一朴洞日記

多岐祐介の老残妄言

野菜の顔色



 久しぶりの揚げびたしである。

 とにかく野菜を食ってさえいればという老人食の日々だが、昨秋からはカレー味・デミグラス味・ホワイトソース味の循環だった。そろそろ退屈してきた。夏場は日保ちの心配から、煮物保存食を避ける気も湧くから、揚げびたしは半年以上ぶりだ。低温油でじっくり素揚げした具材を、酢の利いた漬け汁にひと晩ひたし置くだけの簡単料理だ。
 手がけ始めた時分は定番どおり、青魚を配した。鯵も鰯も秋刀魚も使った。粉をまぶしてじっくり揚げるから骨まで食べられると、悦に入っていた。が、下ごしらえに手間がかかるし、失敗の頻度も高まる。大好物ではあるが、毎回でなくてもよろしいかとの怠け心が湧いた。
 鶏肉で代用してみた。腿肉も胸肉も笹身も試した。高タンパク低カロリーなんぞと、悦に入っていた。が、動物性タンパク質を美味しく摂る途は他にもあると思えた。仕上りの味も食感も、魚が上と思えてならなかった。

 バランスの贅沢を云わぬなら、野菜だけでもいいじゃないかとの段階に入った。取合せの必須は蓮根だったが、やがて歯がなくなるにおよび、食べにくくなった。次に必須は長葱だったが、束で買ってきた長葱の残余を使い切れずに無駄にしてしまった事例が発生し、気が差すようになった。初期から現在まで出張り続けているのは、椎茸と人参のみである。
 カボチャは美味かったが、他に美味い食いかたがあるので、こだわる筋合いでもなかった。じゃが芋は火の通し加減に気を使う割には、味に驚きが視られなかった。同じくゴボウも成功とは申し難かった。
 茄子とピーマンは、いずれもクタクタに柔らかくなる具材で味も好く、老人食には申し分なかった。だが揚げびたしアンサンブルのなかで果す役どころは同じだから、いずれか一方で足りた。
 野菜以外では、昆布も若布も試してみたが、姿をまとめるのに面倒な割には、食べてしまうとあまりに呆気なかった。
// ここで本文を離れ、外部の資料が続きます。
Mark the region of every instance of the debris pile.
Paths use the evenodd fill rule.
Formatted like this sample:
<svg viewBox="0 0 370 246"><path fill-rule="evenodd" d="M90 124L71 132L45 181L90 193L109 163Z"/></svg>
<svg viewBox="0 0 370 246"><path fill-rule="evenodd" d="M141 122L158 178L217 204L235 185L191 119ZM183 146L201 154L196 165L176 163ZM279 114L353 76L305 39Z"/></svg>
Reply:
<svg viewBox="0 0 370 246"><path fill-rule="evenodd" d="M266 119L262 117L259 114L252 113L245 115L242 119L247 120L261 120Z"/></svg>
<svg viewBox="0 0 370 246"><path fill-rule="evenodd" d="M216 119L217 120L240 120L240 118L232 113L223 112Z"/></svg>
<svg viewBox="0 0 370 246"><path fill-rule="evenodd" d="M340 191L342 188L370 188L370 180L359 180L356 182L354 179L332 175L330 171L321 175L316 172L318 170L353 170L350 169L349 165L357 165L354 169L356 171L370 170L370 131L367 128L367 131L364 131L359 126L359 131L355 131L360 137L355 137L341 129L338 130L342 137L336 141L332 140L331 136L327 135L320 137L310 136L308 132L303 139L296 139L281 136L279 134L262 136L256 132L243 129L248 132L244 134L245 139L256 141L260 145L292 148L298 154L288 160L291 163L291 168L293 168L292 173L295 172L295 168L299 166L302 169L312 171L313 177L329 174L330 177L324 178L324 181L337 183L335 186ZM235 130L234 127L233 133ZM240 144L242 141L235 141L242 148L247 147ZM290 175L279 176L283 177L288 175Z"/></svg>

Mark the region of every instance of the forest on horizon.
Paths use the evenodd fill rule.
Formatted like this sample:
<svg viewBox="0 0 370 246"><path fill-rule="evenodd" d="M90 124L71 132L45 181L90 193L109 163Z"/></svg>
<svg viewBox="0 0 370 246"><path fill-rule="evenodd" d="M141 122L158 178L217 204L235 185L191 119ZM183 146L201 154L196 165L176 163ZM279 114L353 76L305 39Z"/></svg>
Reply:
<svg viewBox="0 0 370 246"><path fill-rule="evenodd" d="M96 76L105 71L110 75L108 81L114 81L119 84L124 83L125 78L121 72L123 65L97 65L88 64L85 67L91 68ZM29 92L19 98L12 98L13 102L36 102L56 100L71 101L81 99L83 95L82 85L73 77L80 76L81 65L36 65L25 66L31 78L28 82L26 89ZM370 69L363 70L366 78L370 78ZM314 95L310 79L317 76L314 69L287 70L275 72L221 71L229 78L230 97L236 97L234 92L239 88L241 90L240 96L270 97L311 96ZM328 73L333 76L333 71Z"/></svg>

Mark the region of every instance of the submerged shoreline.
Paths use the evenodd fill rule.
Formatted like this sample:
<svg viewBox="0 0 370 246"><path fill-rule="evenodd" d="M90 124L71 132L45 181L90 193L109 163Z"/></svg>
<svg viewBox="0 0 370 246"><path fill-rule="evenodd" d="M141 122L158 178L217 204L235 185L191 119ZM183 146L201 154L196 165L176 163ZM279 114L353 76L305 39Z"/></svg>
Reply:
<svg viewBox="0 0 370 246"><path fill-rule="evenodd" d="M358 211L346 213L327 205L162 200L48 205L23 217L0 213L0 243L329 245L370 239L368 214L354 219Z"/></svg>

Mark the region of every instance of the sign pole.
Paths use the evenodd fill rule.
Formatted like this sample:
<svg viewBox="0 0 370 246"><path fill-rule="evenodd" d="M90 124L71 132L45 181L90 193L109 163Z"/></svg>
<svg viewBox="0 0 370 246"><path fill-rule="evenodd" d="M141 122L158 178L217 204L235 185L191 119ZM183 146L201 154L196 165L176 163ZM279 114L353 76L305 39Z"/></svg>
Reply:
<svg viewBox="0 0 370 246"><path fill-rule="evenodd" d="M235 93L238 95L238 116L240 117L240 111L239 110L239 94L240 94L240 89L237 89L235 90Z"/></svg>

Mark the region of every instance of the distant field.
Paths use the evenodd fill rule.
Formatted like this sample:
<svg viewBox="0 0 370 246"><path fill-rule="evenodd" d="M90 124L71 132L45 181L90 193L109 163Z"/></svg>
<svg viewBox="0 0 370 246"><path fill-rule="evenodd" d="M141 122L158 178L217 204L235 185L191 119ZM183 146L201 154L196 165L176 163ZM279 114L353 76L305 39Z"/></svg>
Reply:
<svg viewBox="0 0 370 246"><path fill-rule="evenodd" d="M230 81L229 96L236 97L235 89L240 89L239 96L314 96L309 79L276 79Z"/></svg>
 台所に入るとまず、漬け汁造りだ。出汁に酒と砂糖(味醂を使わないので)、擂りおろし生姜を加えて、煮立ったら醤油を差す。ここでいったん味見する。拙宅には計量カップこそあるものの、計量スプーンなどない。いつも適当エイヤッだから、修正するならこの段階しかない。
 味を決めたら軽く煮立てて酢を差し、もう一度味見だ。必ずといってよいほど、むせて咳が出る。これを冷ますあいだに、今日の食事のための炊事に入る。炊事から食事および食後の一服までの時間は、漬け汁を冷ます時間としてちょうどよろしい。

 野菜にはそれぞれ個別の機嫌がある。産地によるのか品種によるのか、はたまた気候や作物としての出来によるのか、専門家には一目瞭然らしいが、私にはかいもく判らない。包丁を入れたとき、オヤッと思うことはある。だからといって切れ目や寸法をいかに手加減すべきか、油の温度や揚げ加減をいかに調整すべきか、考えつけるはずもない。揚げながらまた、オヤッと思うだけのことである。
 食べる段になって、またオヤッと思い、ヤッパリカァと思う。思うだけで反省などはしない。元の原理が解ってないから、次からはどうしようとの改良案など出てくるはずがないのだ。せいぜいがところ、野菜の顔色を窺いながら、機嫌を損ねぬように用心して煮炊きし、食べるだけのことである。

 目論見ばかり大仰で、大口叩いて物真似に懸命だったころがあった。さすがに今は違う。久しぶりに茄子が食いてえなぁ、ふいに思ったもんだから、最低限の相棒にだけ登場してもらった。見映え冴えなくとも、私にはこれで十分だ。
 思い当る。この素材はせいぜいそこまでですよ、その途にはあんがい先がありませんよといくら云われても、なかなか納得できるものではない。やってみて、さようであったかと思い知るほかはない。
 冷蔵庫でひと晩眠らせる料理だから、今日これから、今回の野菜たちの機嫌が判明する。